Javier Milei no llegó al escenario político precisamente por aplicar el poder del silencio. Nada de eso. Su punto fuerte siempre fue la verba filosa; la capacidad de transmitir en los medios la bronca y la indignación de gran parte de la sociedad. Interpretó y logró empatía. Y si le dio resultados, por qué cambiar la estrategia.

Por eso nadie esperaba que se quedara callado ante las recurrentes acusaciones y desacreditaciones por parte de miembros de la alianza del gobierno español; que, además, reflejan claramente a ese sector de falso progresismo que, amparado en una fraudulenta narrativa democrática, es conservador, violento e intolerante.

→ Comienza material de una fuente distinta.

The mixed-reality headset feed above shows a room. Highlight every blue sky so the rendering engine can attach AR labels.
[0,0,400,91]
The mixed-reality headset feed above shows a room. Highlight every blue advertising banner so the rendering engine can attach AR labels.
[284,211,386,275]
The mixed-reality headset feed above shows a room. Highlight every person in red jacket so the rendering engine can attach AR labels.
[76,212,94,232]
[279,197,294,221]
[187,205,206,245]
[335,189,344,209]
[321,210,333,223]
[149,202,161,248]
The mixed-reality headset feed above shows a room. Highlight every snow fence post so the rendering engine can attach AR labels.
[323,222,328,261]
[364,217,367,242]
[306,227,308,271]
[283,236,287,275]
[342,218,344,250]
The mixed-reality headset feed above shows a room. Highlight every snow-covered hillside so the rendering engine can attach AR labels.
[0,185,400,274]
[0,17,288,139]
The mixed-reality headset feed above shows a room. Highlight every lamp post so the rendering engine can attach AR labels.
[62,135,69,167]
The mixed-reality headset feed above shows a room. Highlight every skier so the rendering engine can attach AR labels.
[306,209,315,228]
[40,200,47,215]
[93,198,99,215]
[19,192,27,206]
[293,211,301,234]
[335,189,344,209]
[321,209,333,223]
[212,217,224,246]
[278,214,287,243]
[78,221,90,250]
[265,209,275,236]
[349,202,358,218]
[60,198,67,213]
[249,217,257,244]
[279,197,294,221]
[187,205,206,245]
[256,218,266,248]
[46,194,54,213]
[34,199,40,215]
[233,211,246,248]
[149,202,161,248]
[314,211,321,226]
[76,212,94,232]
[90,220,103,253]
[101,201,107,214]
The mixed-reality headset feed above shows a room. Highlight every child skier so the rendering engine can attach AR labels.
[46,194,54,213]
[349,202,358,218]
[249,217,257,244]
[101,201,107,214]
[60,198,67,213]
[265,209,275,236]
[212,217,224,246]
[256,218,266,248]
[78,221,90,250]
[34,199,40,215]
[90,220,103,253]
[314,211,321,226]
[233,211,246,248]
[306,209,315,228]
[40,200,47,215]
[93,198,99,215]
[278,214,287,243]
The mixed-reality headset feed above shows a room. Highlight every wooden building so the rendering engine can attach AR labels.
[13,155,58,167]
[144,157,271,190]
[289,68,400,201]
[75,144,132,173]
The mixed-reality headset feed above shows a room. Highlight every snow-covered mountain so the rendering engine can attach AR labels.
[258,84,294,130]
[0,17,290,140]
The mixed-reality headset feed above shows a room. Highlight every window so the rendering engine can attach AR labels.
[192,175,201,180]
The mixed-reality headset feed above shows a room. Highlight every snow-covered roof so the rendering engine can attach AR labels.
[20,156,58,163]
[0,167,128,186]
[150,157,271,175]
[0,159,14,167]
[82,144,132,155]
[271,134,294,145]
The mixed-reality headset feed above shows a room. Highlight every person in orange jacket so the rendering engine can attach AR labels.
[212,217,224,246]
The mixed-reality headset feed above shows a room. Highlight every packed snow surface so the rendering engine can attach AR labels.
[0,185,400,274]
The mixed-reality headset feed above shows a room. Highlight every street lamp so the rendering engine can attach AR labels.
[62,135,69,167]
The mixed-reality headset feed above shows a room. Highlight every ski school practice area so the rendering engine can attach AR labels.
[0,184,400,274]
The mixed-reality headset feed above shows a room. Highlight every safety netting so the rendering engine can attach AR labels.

Es una característica que en Argentina todavía seguimos padeciendo. El que no piensa como ellos es blanco de todo tipo de insultos y descalificaciones. Con un agravante: ante cualquier respuesta se victimizan y acusan a su interlocutor de no respetar las reglas. Es una táctica utilizada por los movimientos autopercibidos de centro izquierda: agredir, insultar, atacar y después martirizarse. Es una jugada psicópata que se ha desparramado por todas las geografías.

En ese contexto, se toparon con alguien a quien no solo le interesa poco que le respondan con esa estrategia, sino que dobla la apuesta y escala el intercambio. Eso los descoloca. Entonces apelan a su segundo método: despersonalizarse y adueñarse del Estado.

Por más cuestionables y repudiables que resulten, las expresiones del presidente argentino apuntan a su par Pedro Sánchez. A él en particular; a su costumbre y a la de sus funcionarios de entrometerse en cuestiones de políticas internas de otros países; a opinar, a militar y a desautorizar constantemente con el dedo índice acusador.

La historia de Argentina y España es mucho más profunda que los personajes que eventualmente ocupan cargos de representación. Nada tiene que ver en este cuento las relaciones bilaterales de dos países hermanos que están por encima de los hombres. Y, mucho menos, el chovinismo berreta de un grupo de resentidos.